We must pay close attention to this provision if we are not to reduce our analysis to the crudeness of its existence and its deliberate retention by the CFM in 2022. Apart from the misogyny that characterizes it, the question is not whether or not the spouse consents to this practice, which gives him or her pimping powers over his or her partner. The only way to prevent the exploitation of women through surrogacy is to ban the practice in all its forms.


  1. b) a medical report attesting to the adequacy of the physical and psychological health of all persons concerned;
  2. d) a commitment by the patient(s) contracting public or private assisted reproduction services to medical treatment and monitoring, including by multidisciplinary teams if necessary, of the woman temporarily surrendering her uterus, until puerperium ;


Both provisions highlight the presence of various agents in the surrogacy process, as well as the predominant – but unacknowledged – role of women in this process. The existence of so many agents allows us to realize just how much surrogacy is, in fact, a social practice.


On the delegation of degradation to foreign women


The promotion of “altruistic” surrogacy on national territory does not prevent nationals from financing the exploitation and degradation of other women in foreign territories that authorize the commercial practice (USA, Colombia, Ukraine). 


As observed in Portugal and Greece, the (albeit tacit) ban on commercial surrogacy has led nationals to seek out foreign women to carry out the procedures.


Similarly, Brazil does not seek to prevent Brazilians from using the legality of countries where commercial surrogacy is permitted and returning to Brazil with babies and the recognition of their belonging, filiation.

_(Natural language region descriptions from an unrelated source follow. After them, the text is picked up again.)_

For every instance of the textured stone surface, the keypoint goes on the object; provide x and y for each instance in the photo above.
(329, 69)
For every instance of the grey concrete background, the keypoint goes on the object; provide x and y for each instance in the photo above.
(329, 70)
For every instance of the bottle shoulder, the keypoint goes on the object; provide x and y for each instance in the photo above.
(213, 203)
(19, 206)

The example of Brazil clearly shows how far the absence of regulation by specific laws can go. It represents a decade of omission on the part of the legal and legislative powers, which have delegated the practice into the hands of the country’s highest medical authority. 

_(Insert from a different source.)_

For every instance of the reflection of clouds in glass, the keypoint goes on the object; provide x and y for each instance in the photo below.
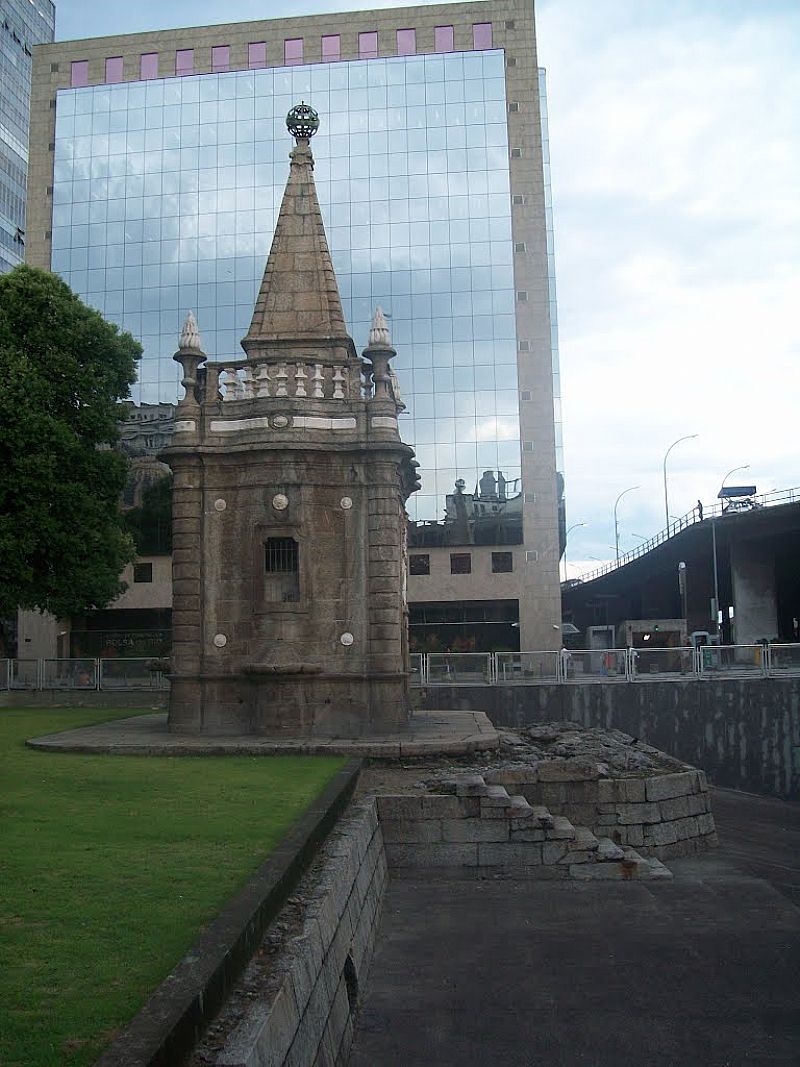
(165, 197)
(496, 429)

Although the practice is not extremely popular or widespread (certainly because of the costs, which also testifies to the falsity of the idea of non-commercialization), there is a lack of politicization and public debate to understand surrogacy as a social practice. There is widespread, uncritical acceptance, due to a lack of control and protection on the part of competent spheres and civil society. This situation is consistent with that prevailing in many other countries around the world.

Surrogate motherhood is a social practice based on violence against women. Even if violence is not the aim of the practice, it is known and recognized when, in the contracts or “terms of free consent” themselves, the woman takes responsibility for what happens to her. This means psychological changes, discomfort, pain, emotional suffering, the risks inherent in pregnancy, and so on. 

As a social practice, surrogacy is based on inequalities between rich and poor, between women and men, between rich and poor countries. This makes the practice a reproducer of these inequalities, and constitutes the sale of children and, above all, the trafficking of women and children.

The interpretation of the issue as medical or progressive in favor of homosexual couples is misleading and revealed when interrogated through a feminist prism and in defense of the human rights of women and children. 


The only political courage we have today is to abolish surrogacy.